BMW announced a price cut on their spare parts by up to 20 percent on Friday to attenuate Chinese regulators after an antitrust probe on major car manufacturers and dealers was launched.
"The pricing and antimonopoly division of the National Development and Reform Commission (NDRC) has paid close attention to problems in China's auto industry and after-market service sector," BMW said, as quoted by the Wall Street Journal. The NDRC leads the economic development planning for China, which is considered the world's largest car market.
The German carmaker announced that the price cut covers almost 2,000 spare car parts including bodies, electric generators, batteries, brakes and compressors. The expected price cut is 20 percent of the original price, on average, which will take effect today.
BMW is the latest carmaker to lower prices since the Chinese government launched its antirust campaign.

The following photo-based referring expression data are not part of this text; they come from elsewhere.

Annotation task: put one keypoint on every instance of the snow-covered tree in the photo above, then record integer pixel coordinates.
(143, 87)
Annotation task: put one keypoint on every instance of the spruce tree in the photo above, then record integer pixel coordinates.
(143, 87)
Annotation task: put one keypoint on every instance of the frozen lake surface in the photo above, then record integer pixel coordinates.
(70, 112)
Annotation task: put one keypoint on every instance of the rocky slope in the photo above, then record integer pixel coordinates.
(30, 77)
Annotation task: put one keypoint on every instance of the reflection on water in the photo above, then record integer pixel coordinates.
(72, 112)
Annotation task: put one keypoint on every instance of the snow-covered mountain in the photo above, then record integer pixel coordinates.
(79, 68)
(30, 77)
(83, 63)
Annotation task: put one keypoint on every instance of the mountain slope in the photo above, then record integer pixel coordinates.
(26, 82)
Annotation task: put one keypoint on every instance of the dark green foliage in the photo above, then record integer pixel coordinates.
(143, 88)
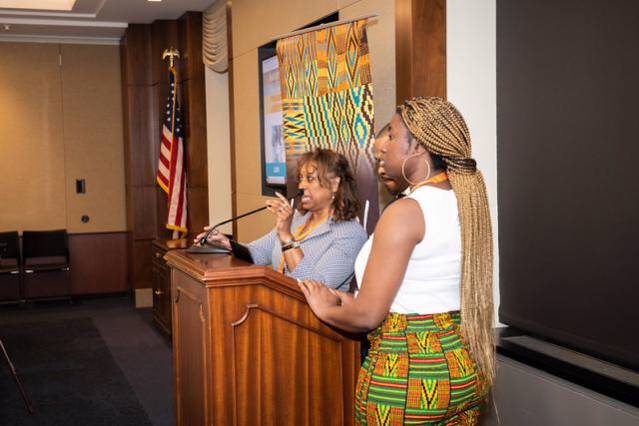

Other companies who were forced to drop their prices on spare parts included Jaguar Land Rover, Mercedes-Benz, and Daimler. Daimler announced a 15 percent average price cut last week on 1,000 spare parts. Audi also declared price cuts as high as 38 percent, while Jaguar Land Rover is preparing to reduce prices for at least three models.
The price cuts imposed on luxury car manufacturers were seen as the government's way to support their local car manufacturers. The market share for Chinese car manufacturers decreased to 37 percent in the first seven months of 2014. For the same period in 2013, market share was recorded to be at 40 percent.
Carmakers proven guilty of antimonopoly violations will be punished by the Chinese government. For instance, Audi and Chrysler will be fined up to 10 percent of their annual sales revenue once the probe found that they were involved in these practices. NDRC's ongoing investigation initially revealed that both companies had "conducted anti-competitive behaviors."